Le grand test commence cette semaine, le 22 avril, avec le sommet des dirigeants sur le climat, organisé par le président Biden à l’occasion de la Journée de la Terre, et le 23 avril, avec la réunion du Conseil des ministres de l’environnement de l’UE. Tous les regards se tournent vers nous. Le sommet virtuel vise à stimuler les efforts déployés par les grandes économies mondiales pour faire face à la crise climatique. Il est à espérer que les discussions se concentreront sur l’urgence et les avantages économiques d’une action plus forte en faveur du climat. Le 15 mars, le Comité économique et social européen (CESE) a organisé une audition à distance sur la Nouvelle stratégie de l’UE relative à l’adaptation au changement climatique, dans le cadre de la préparation du prochain avis du CESE sur le sujet, qui sera mis aux voix lors de la session plénière des 8 et 9 juin.

Il est clair que la Nouvelle stratégie d’adaptation de l’UE de la Commission est plus que bienvenue, conformément au pacte vert pour l’Europe, et montre que la transformation écologique est une opportunité. Nous disposons de plusieurs outils. Nous avons les ressources financières, il convient maintenant de commencer à investir dans l’adaptation. Toutefois, quatre choses nous font défaut: le temps, qui est épuisé; la coopération internationale, les États-Unis et la Chine devant encore se joindre au mouvement; les nouvelles technologies, dont nous ne savons toujours pas quelle influence elles auront sur l’adaptation; et le secteur privé, dont il convient d’encourager sérieusement l’investissement. La clé est de trouver des solutions concrètes pour adapter notre politique climatique, a souligné le rapporteur du CESE, Dimitris Dimitriadis.

La nouvelle stratégie d’adaptation est-elle suffisamment ambitieuse?

La Commission européenne a adopté cette nouvelle stratégie de l’UE relative à l’adaptation au changement climatique à la suite d’une évaluation réalisée en 2018 de la stratégie précédente qui remonte à 2013. Les conclusions de cette évaluation ont mis en évidence l’insuffisance des progrès réalisés, due aux lacunes dans les données, aux faiblesses dans la planification, le suivi, l’établissement de rapports et l’évaluation, à la lenteur des mesures qui résulte d’investissements publics et privés insuffisants, à l’incapacité à lutter contre les effets du changement climatique produits en dehors de l’UE, et à la nature non contraignante de l’engagement des États membres à l’époque. Cette fois, l’Europe n’a pas droit à l’erreur.
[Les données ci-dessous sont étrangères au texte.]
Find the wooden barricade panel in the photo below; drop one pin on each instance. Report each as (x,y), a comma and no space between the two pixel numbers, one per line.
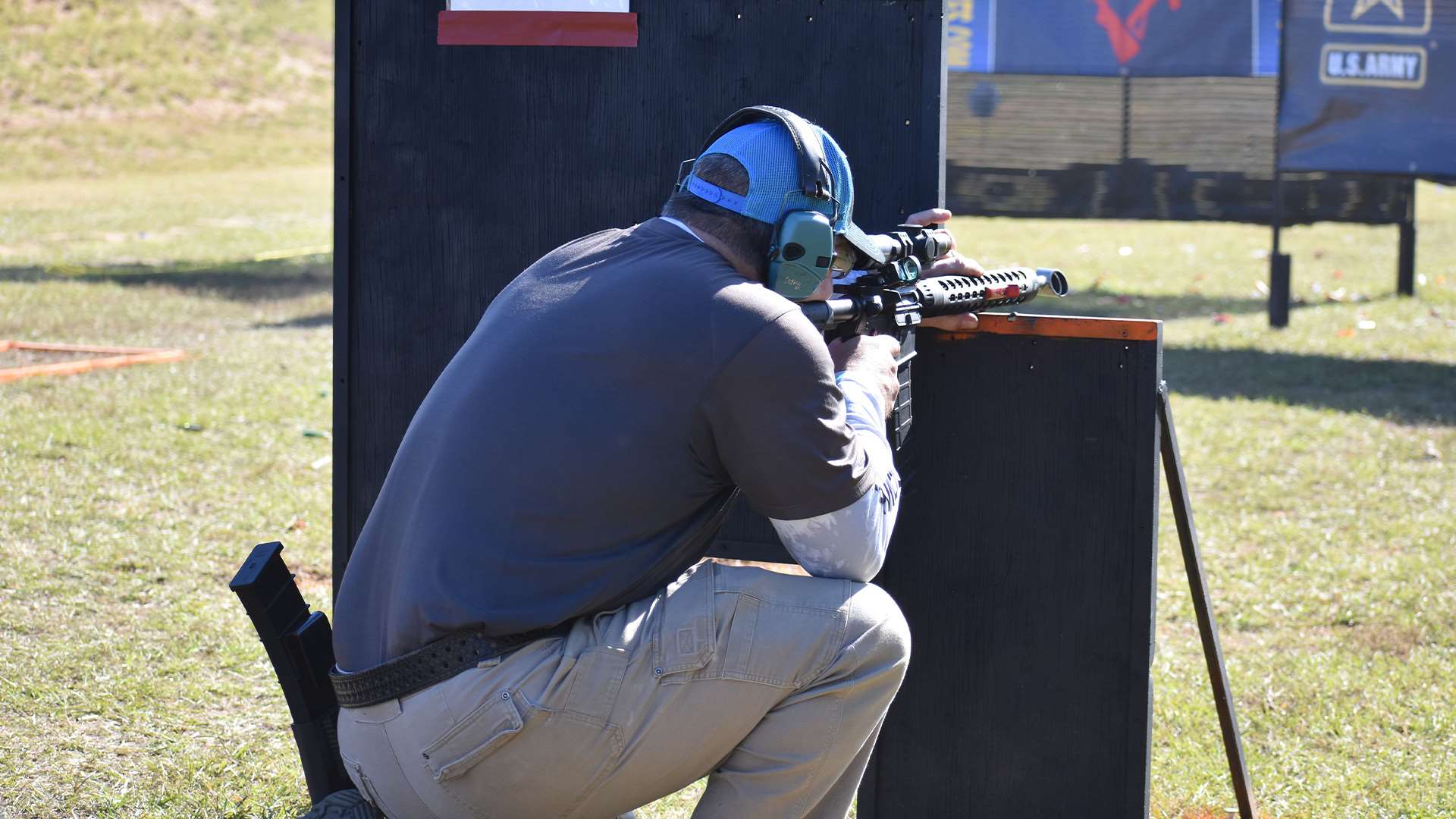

Lídia Pereira, députée au Parlement européen, a souligné certaines des lacunes de la nouvelle stratégie, affirmant qu’elle aurait dû aller plus loin: Il existe un important déficit de financement pour les investissements en faveur de la résilience au changement climatique en Europe. À l’instar du Fonds pour une transition juste, qui soutient la transition des régions vers l’abandon du charbon, le Fonds pour une adaptation juste devrait soutenir les régions touchées par le changement climatique, qui ne sont même pas responsables des dommages causés.

Le CESE demande que l’on accorde une importance égale au financement de l’atténuation et à celui de l’adaptation. Il est essentiel que toutes les politiques relatives au climat à tous les niveaux combinent des stratégies d’atténuation et d’adaptation, a expliqué Kęstutis Kupšys, corapporteur du CESE.

Sergiy Moroz, expert en adaptation au changement climatique au Bureau européen de l’environnement (BEE), a mis en évidence les préoccupations les plus notables exprimées dans le rapport d’évaluation du BEE: La stratégie ne prévoit pas les objectifs concrets et mesurables, les mesures et les délais juridiquement contraignants qui sont nécessaires à sa mise en œuvre effective et à la résilience de l’Union européenne au changement climatique.

La stratégie ne prévoyant pas de financement supplémentaire pour l’adaptation, nous devons absolument mieux utiliser les fonds existants (par exemple ceux de la politique agricole commune) et éviter toute mauvaise adaptation dans l’ensemble des secteurs, en particulier dans le secteur agricole. En substance, la stratégie d’adaptation est bonne, mais nous avons besoin d’outils supplémentaires. Si ces outils nous font défaut, ils peuvent toutefois encore être mis en place dans le cadre de législations à venir, telles que le paquet «Ajustement à l’objectif 55», la loi sur le climat, le train de mesures climatiques et la loi sur la restauration de la nature, a-t-il conclu.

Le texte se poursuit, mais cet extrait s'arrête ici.